Download or read book The Amistad Revolt written by Iyunolu Folayan Osagie and published by University of Georgia Press. This book was released on 2010-07-01 with total page 205 pages. Available in PDF, EPUB and Kindle. Book excerpt: From journalism and lectures to drama, visual art, and the Spielberg film, this study ranges across the varied cultural reactions--in America and Sierra Leone--engendered by the 1839 Amistad slave ship revolt. Iyunolu Folayan Osagie is a native of Sierra Leone, from where the Amistad's cargo of slaves originated. She digs deeply into the Amistad story to show the historical and contemporary relevance of the incident and its subsequent trials. At the same time, she shows how the incident has contributed to the construction of national and cultural identity both in Africa and the African diasporo in America--though in intriguingly different ways. This pioneering work of comparative African and American cultural criticism shows how creative arts have both confirmed and fostered the significance of the Amistad revolt in contemporary racial discourse and in the collective memories of both countries.

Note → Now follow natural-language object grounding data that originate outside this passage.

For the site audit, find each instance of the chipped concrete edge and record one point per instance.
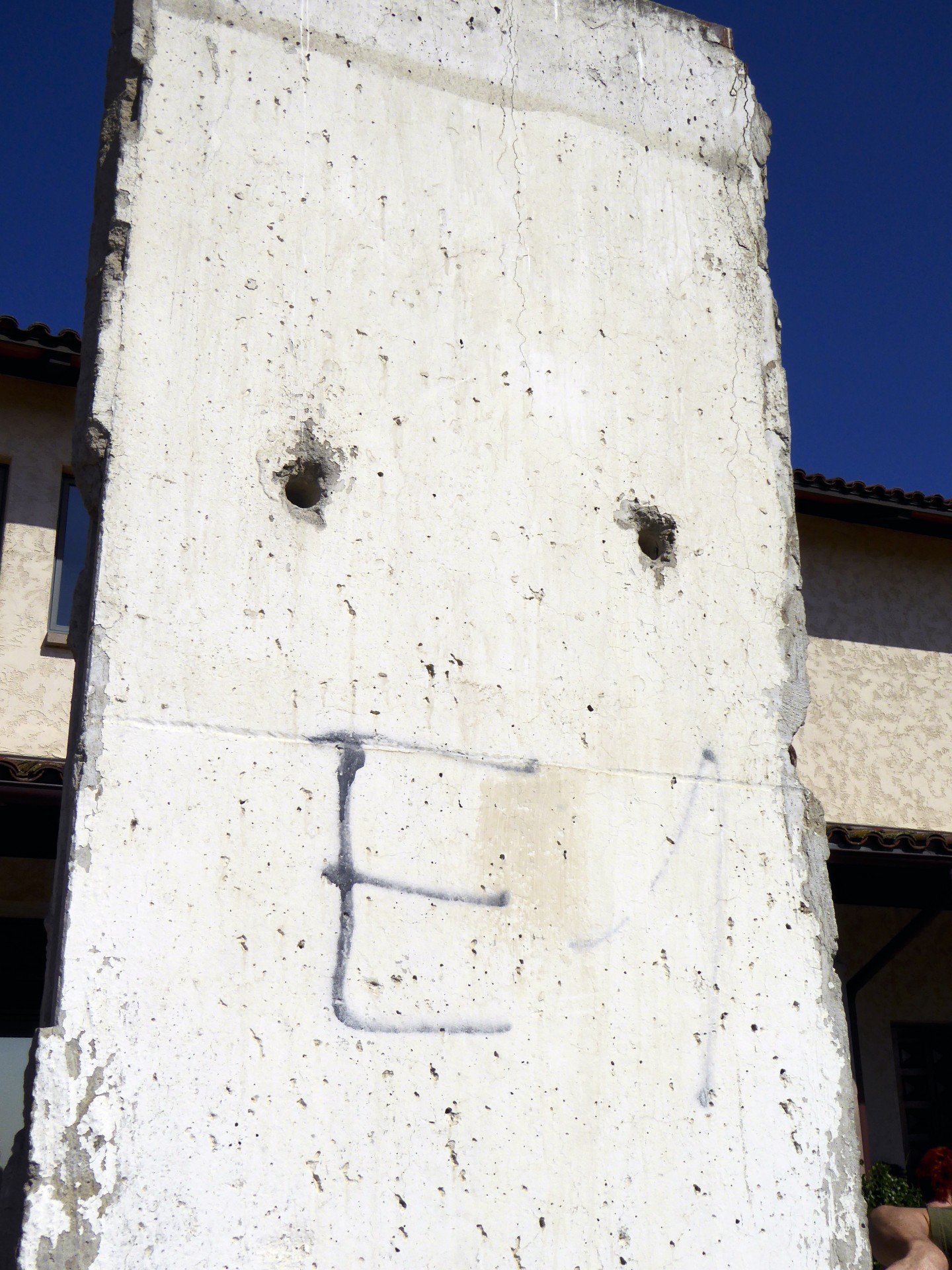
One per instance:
(65, 1176)
(844, 1206)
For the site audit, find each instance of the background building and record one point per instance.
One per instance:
(42, 544)
(877, 751)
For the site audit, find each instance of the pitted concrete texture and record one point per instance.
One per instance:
(441, 892)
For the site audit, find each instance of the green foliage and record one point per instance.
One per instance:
(888, 1184)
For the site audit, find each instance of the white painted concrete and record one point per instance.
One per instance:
(502, 273)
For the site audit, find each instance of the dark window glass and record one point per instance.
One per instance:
(924, 1068)
(70, 554)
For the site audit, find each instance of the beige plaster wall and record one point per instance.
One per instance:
(36, 683)
(877, 742)
(906, 992)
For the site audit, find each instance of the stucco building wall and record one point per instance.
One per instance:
(438, 888)
(36, 681)
(877, 742)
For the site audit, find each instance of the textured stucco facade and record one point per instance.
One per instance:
(877, 742)
(876, 749)
(36, 680)
(437, 886)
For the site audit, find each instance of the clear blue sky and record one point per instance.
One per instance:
(859, 228)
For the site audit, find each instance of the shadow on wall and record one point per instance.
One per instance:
(873, 586)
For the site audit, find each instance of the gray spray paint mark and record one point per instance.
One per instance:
(346, 876)
(584, 945)
(707, 760)
(375, 741)
(709, 773)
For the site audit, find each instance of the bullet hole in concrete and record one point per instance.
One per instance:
(306, 487)
(656, 532)
(305, 476)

Book The Preacher and the Politician

Download or read book The Preacher and the Politician written by Clarence E. Walker and published by University of Virginia Press. This book was released on 2009-10-13 with total page 169 pages. Available in PDF, EPUB and Kindle. Book excerpt: Barack Obama’s inauguration as the first African American president of the United States has caused many commentators to conclude that America has entered a postracial age. The Preacher and the Politician argues otherwise, reminding us that, far from inevitable, Obama’s nomination was nearly derailed by his relationship with Jeremiah Wright, the outspoken former pastor of Trinity United Church of Christ on the South Side of Chicago. The media storm surrounding Wright’s sermons, the historians Clarence E. Walker and Gregory D. Smithers suggest, reveals that America’s fraught racial past is very much with us, only slightly less obvious. With meticulous research and insightful analysis, Walker and Smithers take us back to the Democratic primary season of 2008, viewing the controversy surrounding Wright in the context of enduring religious, political, and racial dynamics in American history. In the process they expose how the persistence of institutional racism, and racial stereotypes, became a significant hurdle for Obama in his quest for the presidency. The authors situate Wright's preaching in African American religious traditions dating back to the eighteenth century, but they also place his sermons in a broader prophetic strain of Protestantism that transcends racial categories. This latter connection was consistently missed or ignored by pundits on the right and the left who sought to paint the story in simplistic, and racially defined, terms. Obama’s connection with Wright gave rise to criticism that, according to Walker and Smithers, sits squarely in the American political tradition, where certain words are meant to incite racial fear, in the case of Obama with charges that the candidate was unpatriotic, a Marxist, a Black Nationalist, or a Muslim. Once Obama became the Democratic nominee, the day of his election still saw ballot measures rejecting affirmative action and undermining the civil rights of other groups. The Preacher and the Politician is a concise and timely study that reminds us of the need to continue to confront the legacy of racism even as we celebrate advances in racial equality and opportunity.